In West Virginia, 80% of family caregivers report paying out of pocket for care-related expenses, spending an average of more than $7,000 a year — roughly a quarter of their income. More than half report serious financial setbacks, including taking on debt or draining savings just to get by.
At the same time, many are trying to hold onto jobs. About 57% of caregivers are working while providing care, and nearly one-third are delivering the equivalent of a full-time job — 40 hours a week or more — on top of that employment.
And the strain is only growing.
We are on a demographic collision course in this country. Birth rates are falling, while the so-called “Silver Tsunami” is rising. The United States is aging rapidly, and within the next decade, older adults are projected to outnumber children for the first time in U.S. history — a historic shift with profound consequences for families, the workforce and our healthcare system.
In West Virginia, that future is already here. We are one of the oldest states in the nation, with a shrinking working-age population and growing demand for long-term care. The pressure on families — and on the systems meant to support them — is intensifying.
This is where policy matters.
Medicaid is the largest payer of long-term care in West Virginia. It is the backbone of how older adults and people with disabilities receive care, especially through Home-and Community-Based Services, which make it possible for people to remain in their homes rather than enter nursing facilities. But HCBS in West Virginia is under strain.
Workforce shortages, low reimbursement rates and limited service capacity mean that even when families qualify for help, it isn’t always available. Across the state, caregivers are stepping in to fill those gaps, often with little support, little training and no compensation.
When the system falls short, the burden doesn’t disappear. It shifts. It shifts onto daughters, working mothers, women already balancing careers, children and households.
We cannot build a sustainable care economy on invisible, unpaid labor. If we fail to modernize Medicaid, invest in HCBS and strengthen the direct care workforce, we will continue forcing women to absorb a crisis that belongs to all of us.
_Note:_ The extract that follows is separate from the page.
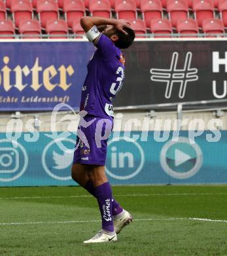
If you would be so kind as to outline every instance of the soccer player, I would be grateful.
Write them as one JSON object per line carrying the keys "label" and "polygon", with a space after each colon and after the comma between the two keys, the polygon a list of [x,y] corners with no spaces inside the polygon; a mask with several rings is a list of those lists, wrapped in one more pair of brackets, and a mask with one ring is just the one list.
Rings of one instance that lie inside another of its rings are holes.
{"label": "soccer player", "polygon": [[[105,173],[107,142],[113,126],[112,101],[124,77],[125,62],[120,49],[131,45],[135,33],[124,20],[82,17],[80,24],[97,50],[87,66],[82,87],[80,111],[87,114],[80,117],[77,134],[83,135],[84,140],[77,137],[80,146],[74,153],[71,175],[96,198],[101,216],[102,229],[84,243],[114,242],[116,234],[132,217],[113,197]],[[88,125],[84,125],[84,121]]]}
At the same time, 75% of older adults say they want to age in place — remaining in their homes, connected to their communities and maintaining their independence. In West Virginia, that’s not just a preference. It’s a way of life. But aging in place requires more than family devotion. It requires infrastructure.
That means fully funding and expanding HCBS, so services are available statewide. It means raising wages and building career pathways for direct care workers so there is a workforce to meet demand. It means supporting family caregivers with respite care, training and financial relief — because without them, the system collapses.
Right now, those supports are not keeping pace with need. If we do nothing, the consequences will not be abstract. They will show up in lost workers, strained families, worsening health outcomes and higher costs as more people are forced into institutional care.
In West Virginia, we pride ourselves on taking care of our own. That value is real — but it cannot be the only thing holding this system together.
If we want a future where people can age with dignity — and where women are not forced to choose between their jobs, their children and their parents — we must invest in the systems that make care possible. Because right now, those systems are underbuilt, underfunded and leaning heavily on women to make up the difference. And they are carrying far more than their share.